Asus Tinker Board is a DIY mini PC that takes aim at Raspberry Pi
For makers, educators and IoT designers, this little board promises a lot more performance than its competitor.
Raspberry Pi has made a name for itself among makers, developers and students for its tiny $35 Raspberry Pi 3 computer. Asus thinks it can do better, though.
The Taiwanese tech company known for its PCs and components is now selling the Tinker Board, an open-source system ready to run anything you want to build around it -- from home automation to a drone to a video game emulator to a media box.
Like the Raspberry Pi 3, the Tinker Board is basically an entire PC -- motherboard, CPU, GPU, system memory and more -- all in one package.
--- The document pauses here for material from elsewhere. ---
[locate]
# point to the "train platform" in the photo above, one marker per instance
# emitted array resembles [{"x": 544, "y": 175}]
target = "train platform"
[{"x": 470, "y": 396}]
Based around a Rockchip RK3388 SoC quad-core 1.8GHz ARM Cortex-A17 CPU, Asus is claiming the board will have twice the performance of the Pi 3, which is now nearly a year old.
Other specs include:
- 2GB dual-channel LPDDR3 memory
- Gigabit LAN and Bluetooth 4.0 + EDR connectivity
- 802.11 b/g/n Wi-Fi
- Four USB 2.0 ports
- 40-pin internal header with 28 GPIO pins
- Contact points for PWM and S/PDIF signals
- 3.5mm audio jack connection
- CSI port for camera connection
- DSI port supporting HD resolution
- HDMI 2.0 port with 4K-resolution support
- MicroSD port supporting UHS-I card speed
- Supports Debian OS with Kodi
- 5V/2A Micro-USB power supply (not included)
It is just the board and what's on it, however, so you'll have to supply your own microSD card for storage, a Micro-USB power supply, keyboard, mouse and display.
French site MiniMachines first learned of the board at CES 2017, but it is now available in the UK for £55, which converts to approximately $70 or AU$90. That's about twice the cost of a Raspberry Pi 3, which for some will defeat the entire low-cost purpose of the platform.